Data integration and pathway analysis were the hot topics at the Jackson Laboratory/TIGR Computational Genomics conference, held in Cambridge, Mass., Oct. 8-11.
Data integration is “sort of the apple pie” of bioinformatics — everybody agrees that it’s a good thing, said Mark Gerstein, principal investigator of the bioinformatics group at Yale University. But for many researchers, “integration” just means that they consulted several different data sources before arriving at a hypothesis, Gerstein said. “Bioinformatics can add a lot of value by putting together a lot of different types of data in non-trivial ways,” he said, but the challenge is unifying those data types in a “mathematical formalism” rather than merely as a nebulous collection of information.
Eric Lander, director of the Whitehead Institute/MIT Center for Genome Research, provided an illustration of the new biological discoveries that can emerge from the integration of various data types. In a recent project that studied type 2 diabetes, initial microarray experiments using muscle biopsy samples of 17 diabetics and 18 normal subjects were disappointing. “We got bupkis,” Lander said — no genes were significantly differentially expressed between the two groups. Opting to look at “gene sets” instead of single genes, the Whitehead team combined information from manually curated pathways and clusters in the public domain, as well as from textbooks, the scientific literature, LocusLink, and Affymetrix NetAffx annotations to create gene sets for several key pathways. When they reclustered the data from the microarray experiment by gene set instead of by single genes, one group stood out, Lander said: those genes associated with oxidative phosphorylation.
The experience, he said, taught the team that it’s often more important to look for modest changes across many genes, “rather than a large fold change in one gene.” The Whitehead researchers are also using data from cell-based models and human genetic studies as part of this research. The knowledge gained by integrating new data types into the process, Lander said, highlights the fact that up until now, “We haven’t been very sensitive listeners to what our data are telling us.”
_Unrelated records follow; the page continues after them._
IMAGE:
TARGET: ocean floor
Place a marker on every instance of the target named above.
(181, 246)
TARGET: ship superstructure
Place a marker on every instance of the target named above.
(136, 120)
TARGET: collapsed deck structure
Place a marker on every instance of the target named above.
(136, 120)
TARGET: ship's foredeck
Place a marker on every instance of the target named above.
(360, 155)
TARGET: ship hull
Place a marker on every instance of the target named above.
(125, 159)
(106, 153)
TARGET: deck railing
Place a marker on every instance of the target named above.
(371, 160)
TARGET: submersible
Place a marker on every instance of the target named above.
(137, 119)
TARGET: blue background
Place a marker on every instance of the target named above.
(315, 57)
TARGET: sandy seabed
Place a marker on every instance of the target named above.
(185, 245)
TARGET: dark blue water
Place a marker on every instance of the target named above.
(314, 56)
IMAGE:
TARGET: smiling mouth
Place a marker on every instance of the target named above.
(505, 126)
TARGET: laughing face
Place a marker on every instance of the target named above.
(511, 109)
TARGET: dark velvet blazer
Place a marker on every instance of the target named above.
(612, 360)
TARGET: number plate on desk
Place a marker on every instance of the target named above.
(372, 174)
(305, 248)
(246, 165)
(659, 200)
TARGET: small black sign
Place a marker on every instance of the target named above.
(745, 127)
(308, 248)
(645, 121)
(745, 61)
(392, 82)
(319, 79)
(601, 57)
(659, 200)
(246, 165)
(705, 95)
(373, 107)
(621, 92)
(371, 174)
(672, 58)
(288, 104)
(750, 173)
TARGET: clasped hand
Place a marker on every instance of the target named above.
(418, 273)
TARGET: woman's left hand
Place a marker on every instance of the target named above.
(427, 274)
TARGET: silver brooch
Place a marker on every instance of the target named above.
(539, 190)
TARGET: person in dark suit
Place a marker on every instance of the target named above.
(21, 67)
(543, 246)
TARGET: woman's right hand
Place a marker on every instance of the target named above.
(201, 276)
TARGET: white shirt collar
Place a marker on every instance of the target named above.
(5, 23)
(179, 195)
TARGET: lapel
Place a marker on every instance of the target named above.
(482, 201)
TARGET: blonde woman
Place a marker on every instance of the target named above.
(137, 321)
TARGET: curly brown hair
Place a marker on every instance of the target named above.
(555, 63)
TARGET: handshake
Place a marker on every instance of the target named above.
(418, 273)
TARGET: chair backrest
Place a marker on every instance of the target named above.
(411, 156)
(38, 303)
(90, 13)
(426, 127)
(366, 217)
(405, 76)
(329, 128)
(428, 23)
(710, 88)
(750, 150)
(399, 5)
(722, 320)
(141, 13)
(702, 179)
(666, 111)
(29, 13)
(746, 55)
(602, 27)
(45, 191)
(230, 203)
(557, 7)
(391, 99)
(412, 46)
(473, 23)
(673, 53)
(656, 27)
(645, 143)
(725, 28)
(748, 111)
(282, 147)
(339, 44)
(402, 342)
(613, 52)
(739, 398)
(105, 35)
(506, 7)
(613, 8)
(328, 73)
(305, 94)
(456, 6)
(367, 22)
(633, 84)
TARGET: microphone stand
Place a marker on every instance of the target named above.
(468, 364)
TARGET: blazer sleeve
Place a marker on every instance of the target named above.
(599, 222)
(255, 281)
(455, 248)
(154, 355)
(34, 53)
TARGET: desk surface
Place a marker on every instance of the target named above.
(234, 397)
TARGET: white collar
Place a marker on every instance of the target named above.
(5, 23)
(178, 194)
Data providers also took the stage to discuss their approaches to integration. Simon Twigger of the Medical College of Wisconsin described how the Rat Genome Database project is working to integrate phenotype data with genomic data. One resource, PhysGen (http://pga.mcw.edu/) stores around 9,000 physiological data points for 19 “consomic” rat strains — in which single chromosomes are swapped between two rat strains in order to study the effect of the chromosome on a standardized background. Genotypic information is available for each of the strains as well, Twigger said, and the team is currently combining data from rat microarray experiments with information on strains and phenotype.
Tatiana Tatusova from the National Center for Biomedical Information explained how NCBI is relying on the recently upgraded Entrez interface (http://www.ncbi. nlm.nih.gov/Entrez/) to integrate its various data resources by providing “a single engine query to search across all the databases.” Tatusova said that a new database, called Entrez Gene, would be available in the next few months to replace the information that is currently in LocusLink. Currently, Tatusova said, LocusLink doesn’t use the Entrez interface, so the new resource will help unify that data with NCBI’s other databases. In addition, she said, LocusLink is currently “biased toward eukaryotes,” while Entrez Gene will offer more coverage across species.
Pathways via Integration
Francesca Ciccarelli, from Peer Bork’s group at the European Molecular Biology Laboratory, described a method that relies on integrated data sets to infer functional links between metabolic pathways. STRING (Search Tool for the Retrieval of Interacting Genes/Proteins, http://www.bork.embl-heidelberg.de/STRING/) is a precomputed database that uses gene neighborhood information in combination with phylogenetic profiling and gene fusion information to predict functional associations among genes and proteins. Associations are provided along with a likelihood score so that users can set more or less stringent parameters. The database currently contains 356,775 genes in 110 prokaryotic genomes. In a recent study, Ciccarelli said, STRING identified 38 novel associations that were not in the KEGG database or the scientific literature.
Another pathway analysis tool, from Ming Yi at the University of Texas Southwestern Medical Center, combines cluster-based gene expression analysis with defined biological pathways. The system, called WholePathwayScope (http://wps.swmed.edu/), stores known pathways in files that users can search for specific experimental conditions. After clustering the list of genes from an experiment, the user can map them onto the pathway, Yi said.
IBM’s Life Sciences group is also moving into pathway data analysis. Barbara Eckman, senior consulting IT architect for IBM Life Sciences, provided a glimpse of a prototype system the company is developing for systems biology data management, which uses connection graphs to represent biological pathways. The system is built on IBM’s DB2 relational database, which is “not sufficient alone” for managing systems biology data, Eckman said, but has proved useful for storing large data sets to represent connection graphs so that you can “retrieve subgraphs and do operations outside the database.” The system is currently being tested at a “large West Coast” research institute to predict networks in microbial genomes, Eckman said.